Personal information
- Full name: Aquilino Gómez-Acedo Villanueva
- Date of birth: 11 January 1896
- Place of birth: Bilbao, Biscay, Spain
- Date of death: 9 July 1964 (aged 68)
- Place of death: Bilbao, Biscay, Spain
- Position(s): Forward

Senior career*
- Years: Team / Apps / (Gls)
- 1912–1913: Athletic Bilbao

= Aquilino Acedo =

Spanish footballer (1896–1964)

Aquilino Gómez-Acedo Villanueva (11 January 1896 – 9 July 1964) was a Spanish footballer who played as a forward for Athletic Bilbao. He is the younger brother of Txomin Acedo, a historic Athletic Club player between 1914 and 1929.

==Biography==
Aquilino Gómez-Acedo was born in Bilbao on 11 January 1896, as the son of Isidro Gómez Acedo Moreno (1864–) and Serafina Villanueva Ortiz (1869–).

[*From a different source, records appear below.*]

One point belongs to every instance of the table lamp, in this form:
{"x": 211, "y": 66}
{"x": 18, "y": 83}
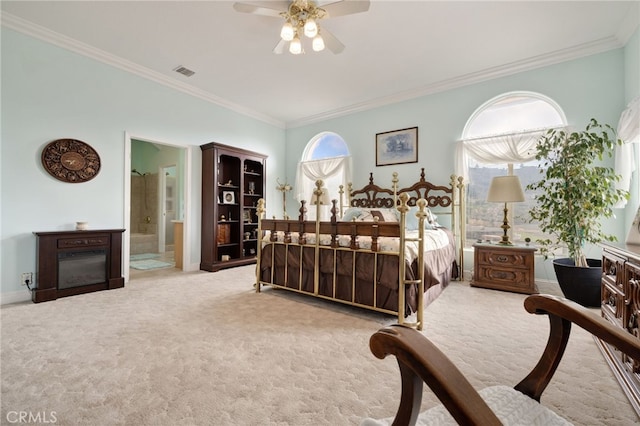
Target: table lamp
{"x": 505, "y": 189}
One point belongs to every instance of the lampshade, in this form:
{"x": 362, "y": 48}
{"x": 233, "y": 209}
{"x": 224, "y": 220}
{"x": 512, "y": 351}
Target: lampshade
{"x": 505, "y": 189}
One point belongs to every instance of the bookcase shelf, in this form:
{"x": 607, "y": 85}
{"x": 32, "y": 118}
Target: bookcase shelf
{"x": 233, "y": 180}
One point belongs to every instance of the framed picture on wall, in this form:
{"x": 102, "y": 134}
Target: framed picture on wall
{"x": 228, "y": 197}
{"x": 397, "y": 147}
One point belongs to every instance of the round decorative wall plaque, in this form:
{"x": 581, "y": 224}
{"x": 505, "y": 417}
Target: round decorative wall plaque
{"x": 70, "y": 160}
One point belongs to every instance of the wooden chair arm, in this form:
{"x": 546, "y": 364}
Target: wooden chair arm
{"x": 562, "y": 313}
{"x": 420, "y": 360}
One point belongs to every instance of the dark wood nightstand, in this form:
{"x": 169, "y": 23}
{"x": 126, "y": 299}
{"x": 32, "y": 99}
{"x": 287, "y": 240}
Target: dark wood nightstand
{"x": 504, "y": 267}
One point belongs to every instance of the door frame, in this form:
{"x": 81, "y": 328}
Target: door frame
{"x": 187, "y": 166}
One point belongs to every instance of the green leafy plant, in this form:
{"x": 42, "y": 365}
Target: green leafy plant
{"x": 575, "y": 193}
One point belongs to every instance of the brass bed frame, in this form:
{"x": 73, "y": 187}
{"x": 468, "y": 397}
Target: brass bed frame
{"x": 443, "y": 200}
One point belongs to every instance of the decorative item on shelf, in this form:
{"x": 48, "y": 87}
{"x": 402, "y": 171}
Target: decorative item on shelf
{"x": 224, "y": 234}
{"x": 228, "y": 197}
{"x": 284, "y": 188}
{"x": 505, "y": 189}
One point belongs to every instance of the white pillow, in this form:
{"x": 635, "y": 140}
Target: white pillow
{"x": 351, "y": 213}
{"x": 383, "y": 215}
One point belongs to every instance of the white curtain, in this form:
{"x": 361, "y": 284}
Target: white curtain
{"x": 499, "y": 149}
{"x": 629, "y": 132}
{"x": 333, "y": 171}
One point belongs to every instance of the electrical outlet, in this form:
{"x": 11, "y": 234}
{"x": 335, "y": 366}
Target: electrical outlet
{"x": 26, "y": 277}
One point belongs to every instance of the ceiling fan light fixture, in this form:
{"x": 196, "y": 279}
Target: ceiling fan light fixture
{"x": 287, "y": 33}
{"x": 310, "y": 28}
{"x": 318, "y": 43}
{"x": 295, "y": 47}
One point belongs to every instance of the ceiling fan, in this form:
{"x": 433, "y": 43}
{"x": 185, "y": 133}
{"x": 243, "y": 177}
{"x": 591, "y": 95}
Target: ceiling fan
{"x": 301, "y": 19}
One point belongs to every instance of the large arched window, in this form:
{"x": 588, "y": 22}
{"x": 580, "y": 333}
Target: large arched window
{"x": 500, "y": 139}
{"x": 325, "y": 157}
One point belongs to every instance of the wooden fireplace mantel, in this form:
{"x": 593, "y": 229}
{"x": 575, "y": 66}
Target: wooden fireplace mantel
{"x": 49, "y": 247}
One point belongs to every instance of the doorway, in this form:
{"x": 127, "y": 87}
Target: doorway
{"x": 154, "y": 203}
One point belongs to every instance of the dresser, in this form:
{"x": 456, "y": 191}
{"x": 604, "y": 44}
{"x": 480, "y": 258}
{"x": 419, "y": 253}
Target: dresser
{"x": 621, "y": 307}
{"x": 504, "y": 267}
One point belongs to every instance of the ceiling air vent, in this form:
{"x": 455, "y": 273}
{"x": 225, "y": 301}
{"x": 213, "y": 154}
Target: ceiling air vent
{"x": 184, "y": 71}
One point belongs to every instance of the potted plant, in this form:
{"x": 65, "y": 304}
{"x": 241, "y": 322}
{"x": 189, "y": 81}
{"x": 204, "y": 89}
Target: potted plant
{"x": 574, "y": 194}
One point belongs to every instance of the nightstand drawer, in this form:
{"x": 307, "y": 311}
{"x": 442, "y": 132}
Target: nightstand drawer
{"x": 509, "y": 277}
{"x": 505, "y": 258}
{"x": 509, "y": 268}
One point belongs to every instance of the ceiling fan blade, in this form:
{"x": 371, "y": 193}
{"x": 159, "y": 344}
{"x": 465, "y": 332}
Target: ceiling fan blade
{"x": 266, "y": 8}
{"x": 346, "y": 7}
{"x": 331, "y": 42}
{"x": 279, "y": 49}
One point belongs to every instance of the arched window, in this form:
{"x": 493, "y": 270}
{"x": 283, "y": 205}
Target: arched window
{"x": 500, "y": 139}
{"x": 325, "y": 157}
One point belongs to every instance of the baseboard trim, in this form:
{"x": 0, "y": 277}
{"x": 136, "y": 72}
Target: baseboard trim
{"x": 15, "y": 297}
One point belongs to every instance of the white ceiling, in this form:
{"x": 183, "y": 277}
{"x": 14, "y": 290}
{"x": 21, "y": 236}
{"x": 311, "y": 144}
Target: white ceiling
{"x": 397, "y": 50}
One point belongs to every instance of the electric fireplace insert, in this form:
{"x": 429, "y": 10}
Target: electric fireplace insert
{"x": 76, "y": 262}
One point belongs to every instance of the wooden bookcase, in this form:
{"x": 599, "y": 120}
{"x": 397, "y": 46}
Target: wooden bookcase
{"x": 233, "y": 180}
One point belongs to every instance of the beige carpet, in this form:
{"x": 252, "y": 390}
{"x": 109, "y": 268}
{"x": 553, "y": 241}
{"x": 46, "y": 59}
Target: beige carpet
{"x": 204, "y": 349}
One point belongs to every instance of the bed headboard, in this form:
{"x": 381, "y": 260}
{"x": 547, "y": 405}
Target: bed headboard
{"x": 374, "y": 196}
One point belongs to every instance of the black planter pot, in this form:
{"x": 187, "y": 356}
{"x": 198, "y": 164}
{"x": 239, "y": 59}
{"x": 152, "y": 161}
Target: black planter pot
{"x": 582, "y": 285}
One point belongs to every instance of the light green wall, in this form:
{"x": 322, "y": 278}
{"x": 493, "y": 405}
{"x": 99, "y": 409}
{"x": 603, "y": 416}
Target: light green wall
{"x": 632, "y": 90}
{"x": 50, "y": 93}
{"x": 593, "y": 86}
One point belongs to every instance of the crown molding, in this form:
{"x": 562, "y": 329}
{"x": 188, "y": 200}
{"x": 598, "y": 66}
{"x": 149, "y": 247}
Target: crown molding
{"x": 29, "y": 28}
{"x": 563, "y": 55}
{"x": 598, "y": 46}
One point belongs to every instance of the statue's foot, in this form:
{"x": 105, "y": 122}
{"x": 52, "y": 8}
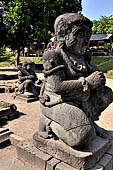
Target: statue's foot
{"x": 103, "y": 133}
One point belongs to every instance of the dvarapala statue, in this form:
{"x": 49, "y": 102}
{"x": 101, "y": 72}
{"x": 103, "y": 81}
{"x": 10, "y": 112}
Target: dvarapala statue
{"x": 27, "y": 78}
{"x": 74, "y": 92}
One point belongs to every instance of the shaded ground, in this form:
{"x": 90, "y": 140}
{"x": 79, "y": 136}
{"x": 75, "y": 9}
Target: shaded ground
{"x": 27, "y": 124}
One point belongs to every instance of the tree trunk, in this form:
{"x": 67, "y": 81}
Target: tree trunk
{"x": 17, "y": 58}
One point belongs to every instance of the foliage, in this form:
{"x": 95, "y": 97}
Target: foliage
{"x": 30, "y": 20}
{"x": 104, "y": 25}
{"x": 8, "y": 60}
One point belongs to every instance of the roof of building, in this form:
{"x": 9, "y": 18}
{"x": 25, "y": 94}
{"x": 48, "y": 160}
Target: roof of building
{"x": 100, "y": 37}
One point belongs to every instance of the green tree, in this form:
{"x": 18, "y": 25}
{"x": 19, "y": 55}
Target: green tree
{"x": 33, "y": 20}
{"x": 3, "y": 31}
{"x": 104, "y": 25}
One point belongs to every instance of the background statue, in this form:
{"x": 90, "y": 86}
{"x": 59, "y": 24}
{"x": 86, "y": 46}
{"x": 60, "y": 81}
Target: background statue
{"x": 27, "y": 78}
{"x": 74, "y": 92}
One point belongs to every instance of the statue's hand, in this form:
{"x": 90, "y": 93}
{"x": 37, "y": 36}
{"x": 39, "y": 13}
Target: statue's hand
{"x": 96, "y": 80}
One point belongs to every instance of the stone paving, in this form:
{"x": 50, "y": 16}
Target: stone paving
{"x": 26, "y": 125}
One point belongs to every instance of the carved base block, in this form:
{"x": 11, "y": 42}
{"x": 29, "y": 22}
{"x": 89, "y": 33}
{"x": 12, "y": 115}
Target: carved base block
{"x": 84, "y": 158}
{"x": 39, "y": 160}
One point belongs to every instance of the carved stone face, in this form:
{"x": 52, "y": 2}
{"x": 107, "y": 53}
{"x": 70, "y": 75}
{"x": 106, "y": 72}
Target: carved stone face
{"x": 77, "y": 43}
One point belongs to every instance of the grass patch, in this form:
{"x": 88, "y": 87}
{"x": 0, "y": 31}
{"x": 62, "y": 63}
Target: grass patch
{"x": 7, "y": 61}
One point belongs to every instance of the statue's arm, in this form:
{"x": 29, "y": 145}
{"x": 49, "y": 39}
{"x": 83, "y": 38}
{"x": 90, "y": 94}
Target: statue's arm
{"x": 32, "y": 77}
{"x": 62, "y": 86}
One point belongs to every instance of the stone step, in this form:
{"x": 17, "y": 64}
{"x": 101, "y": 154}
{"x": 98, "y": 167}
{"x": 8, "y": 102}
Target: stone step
{"x": 27, "y": 152}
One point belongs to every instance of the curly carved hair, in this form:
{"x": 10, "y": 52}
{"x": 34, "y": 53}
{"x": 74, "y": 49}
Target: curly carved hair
{"x": 66, "y": 21}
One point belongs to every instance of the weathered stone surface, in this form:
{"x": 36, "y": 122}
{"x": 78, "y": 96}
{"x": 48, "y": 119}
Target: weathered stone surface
{"x": 74, "y": 92}
{"x": 9, "y": 110}
{"x": 24, "y": 98}
{"x": 110, "y": 150}
{"x": 14, "y": 139}
{"x": 4, "y": 134}
{"x": 106, "y": 161}
{"x": 27, "y": 78}
{"x": 51, "y": 164}
{"x": 84, "y": 158}
{"x": 63, "y": 166}
{"x": 97, "y": 167}
{"x": 27, "y": 152}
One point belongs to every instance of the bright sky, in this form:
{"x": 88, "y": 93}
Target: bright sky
{"x": 94, "y": 9}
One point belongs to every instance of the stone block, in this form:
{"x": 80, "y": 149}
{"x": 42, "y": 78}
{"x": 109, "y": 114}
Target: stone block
{"x": 64, "y": 166}
{"x": 84, "y": 158}
{"x": 21, "y": 97}
{"x": 27, "y": 152}
{"x": 4, "y": 134}
{"x": 51, "y": 164}
{"x": 14, "y": 139}
{"x": 110, "y": 150}
{"x": 97, "y": 167}
{"x": 106, "y": 162}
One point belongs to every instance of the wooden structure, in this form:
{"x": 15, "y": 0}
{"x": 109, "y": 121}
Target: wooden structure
{"x": 101, "y": 40}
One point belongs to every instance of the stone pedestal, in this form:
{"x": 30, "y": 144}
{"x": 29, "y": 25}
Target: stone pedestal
{"x": 50, "y": 154}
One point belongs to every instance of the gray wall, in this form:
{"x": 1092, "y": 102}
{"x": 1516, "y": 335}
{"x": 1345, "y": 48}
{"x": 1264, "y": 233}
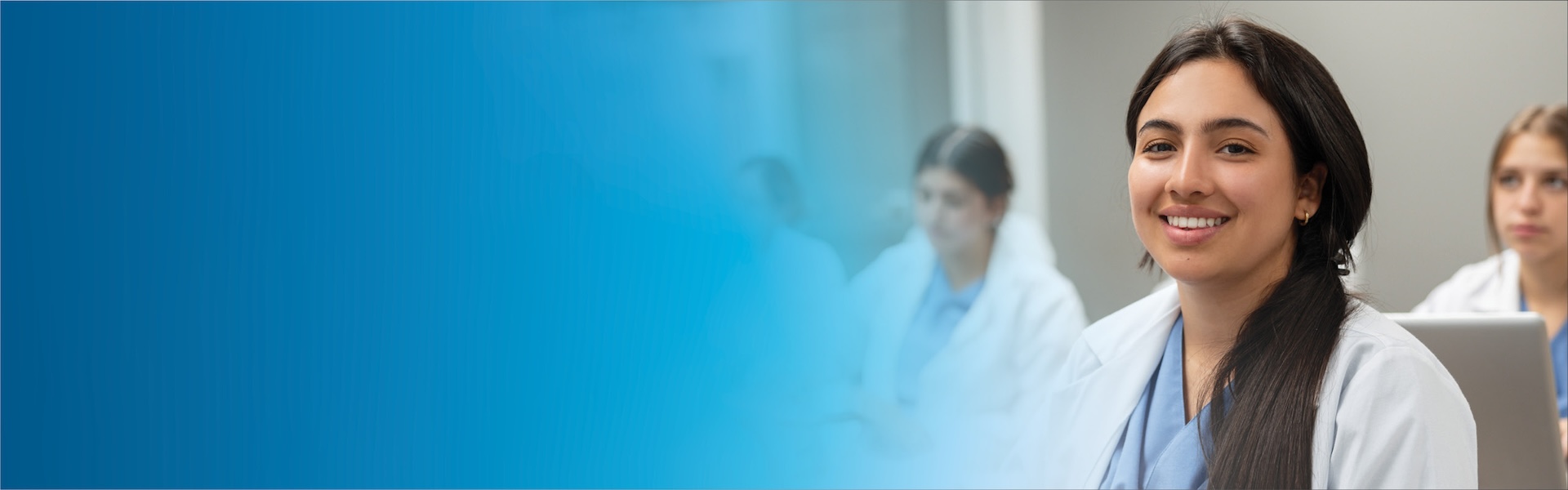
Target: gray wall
{"x": 871, "y": 83}
{"x": 1431, "y": 83}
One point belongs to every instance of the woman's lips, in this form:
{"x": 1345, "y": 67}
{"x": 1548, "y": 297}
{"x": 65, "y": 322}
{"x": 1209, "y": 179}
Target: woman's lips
{"x": 1186, "y": 231}
{"x": 1526, "y": 231}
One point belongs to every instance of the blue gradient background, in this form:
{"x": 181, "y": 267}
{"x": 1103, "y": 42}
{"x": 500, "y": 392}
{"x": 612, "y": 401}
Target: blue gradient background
{"x": 364, "y": 245}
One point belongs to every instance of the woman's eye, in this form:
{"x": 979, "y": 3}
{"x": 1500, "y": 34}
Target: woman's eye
{"x": 1159, "y": 148}
{"x": 1235, "y": 149}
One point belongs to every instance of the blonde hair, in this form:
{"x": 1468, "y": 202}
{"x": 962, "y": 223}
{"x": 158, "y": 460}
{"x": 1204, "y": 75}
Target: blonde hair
{"x": 1542, "y": 120}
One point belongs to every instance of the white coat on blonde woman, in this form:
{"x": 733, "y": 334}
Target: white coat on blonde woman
{"x": 1487, "y": 286}
{"x": 995, "y": 367}
{"x": 1388, "y": 416}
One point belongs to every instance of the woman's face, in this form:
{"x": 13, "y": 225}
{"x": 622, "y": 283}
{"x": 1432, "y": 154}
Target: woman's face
{"x": 1213, "y": 181}
{"x": 952, "y": 211}
{"x": 1529, "y": 202}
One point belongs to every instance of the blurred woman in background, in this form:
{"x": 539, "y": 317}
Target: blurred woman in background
{"x": 1528, "y": 212}
{"x": 968, "y": 316}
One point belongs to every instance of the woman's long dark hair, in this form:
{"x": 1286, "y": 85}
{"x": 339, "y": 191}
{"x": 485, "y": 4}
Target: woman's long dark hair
{"x": 1263, "y": 435}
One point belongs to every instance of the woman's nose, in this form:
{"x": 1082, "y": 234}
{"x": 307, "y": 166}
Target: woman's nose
{"x": 1529, "y": 198}
{"x": 1191, "y": 176}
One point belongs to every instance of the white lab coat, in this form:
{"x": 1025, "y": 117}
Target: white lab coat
{"x": 976, "y": 390}
{"x": 1487, "y": 286}
{"x": 1390, "y": 415}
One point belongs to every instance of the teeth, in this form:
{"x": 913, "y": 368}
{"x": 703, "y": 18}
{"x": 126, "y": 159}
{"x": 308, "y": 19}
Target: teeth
{"x": 1194, "y": 224}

In total, he played three competitive matches for Athletic Club during the 1912–13 and 1913–14 seasons, making his debut on 17 March 1913, at the age of 17, in the semifinals of the 1913 Copa del Rey, in which Athletic won 3–0 against Real Madrid, and then he featured in the final on 23 March in which Athletic lost 0–1 to Racing de Irún, the courtesy of a goal from Manuel Retegui.

Unlike his younger brother, he participated in the inaugural match of the San Mamés stadium, on 21 August 1913, in which he assisted Pichichi to the first goal in the history of the cathedral. Due to a serious knee injury, he had to give up football. His participation in the inaugural match at San Mamés earned him the club's Gold and Diamond Medal.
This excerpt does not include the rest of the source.